This mess was totally out of my hands. No “Easy Fix”.

Before I let the panic set in as I told the teacher there was nothing I could do, but I would report it to our Technology Department, I remembered something I learned in seminary (yes, I am a Master of the Divine–comes in handy when your only hope of fixing a computer is to lay hands on it). When talking about the role of pastor during a crisis, we were encouraged to be “a still, strong presence in the midst of the chaos.”

So I smiled at the teacher, suggested that the students hit the back button and copy down their answers, and encouraged him to swing up the the copier and make a class set of the exam. I tried convey a sense of peace, and told him I would be back to him as soon as I got word from our Technology folks. As I moved from room to room (fully recognizing that I had no solution for any of my teachers), I continued to convey that peace.

Looking back on the week (we had more of the same on Wednesday, and encouraged teachers to switch to paper Thursday), I realized that our job as instructional technology advocates is not simply to preach the good news of this new frontier in education.

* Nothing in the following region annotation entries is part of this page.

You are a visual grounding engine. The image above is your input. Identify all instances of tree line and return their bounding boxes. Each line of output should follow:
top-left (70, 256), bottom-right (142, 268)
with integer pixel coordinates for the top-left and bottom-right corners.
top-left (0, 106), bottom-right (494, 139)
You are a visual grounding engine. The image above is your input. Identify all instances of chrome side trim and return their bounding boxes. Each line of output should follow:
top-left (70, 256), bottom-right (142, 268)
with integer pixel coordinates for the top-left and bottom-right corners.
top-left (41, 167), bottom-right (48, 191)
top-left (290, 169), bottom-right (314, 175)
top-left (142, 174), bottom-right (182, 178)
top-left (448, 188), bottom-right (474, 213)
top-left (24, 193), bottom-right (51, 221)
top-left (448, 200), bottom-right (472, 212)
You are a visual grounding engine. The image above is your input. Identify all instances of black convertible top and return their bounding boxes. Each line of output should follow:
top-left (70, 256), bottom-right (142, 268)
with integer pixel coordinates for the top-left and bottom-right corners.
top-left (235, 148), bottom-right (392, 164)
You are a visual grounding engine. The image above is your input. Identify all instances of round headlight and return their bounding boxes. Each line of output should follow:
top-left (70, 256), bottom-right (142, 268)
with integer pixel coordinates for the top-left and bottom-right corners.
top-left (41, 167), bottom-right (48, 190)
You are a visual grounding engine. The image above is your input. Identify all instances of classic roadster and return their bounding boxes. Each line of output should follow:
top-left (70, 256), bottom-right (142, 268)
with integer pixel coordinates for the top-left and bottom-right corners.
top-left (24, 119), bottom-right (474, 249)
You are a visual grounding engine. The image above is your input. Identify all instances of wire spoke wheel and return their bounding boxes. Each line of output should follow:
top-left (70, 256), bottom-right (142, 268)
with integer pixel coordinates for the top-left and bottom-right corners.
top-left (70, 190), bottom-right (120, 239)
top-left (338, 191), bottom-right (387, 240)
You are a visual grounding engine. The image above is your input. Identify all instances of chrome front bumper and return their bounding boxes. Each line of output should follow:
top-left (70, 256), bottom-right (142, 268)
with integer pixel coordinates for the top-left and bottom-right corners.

We have to be ready to “pastor” our “flocks” (Ok, enough with the Christianspeak). I’m working with a staff of 140–1/3 of which were not there last year. They are as varied in their ability and zeal as you could get. I’m beginning to see their individual needs, and, probably more important, I’m beginning to respect them as individual learners.

I could fill their brains with weird words like “blogs” and “wikis”, but until we have a relationship that gives me insight into how they teach and what are their passions, we will both continue to be frustrated. A learner is a learner–no matter her age.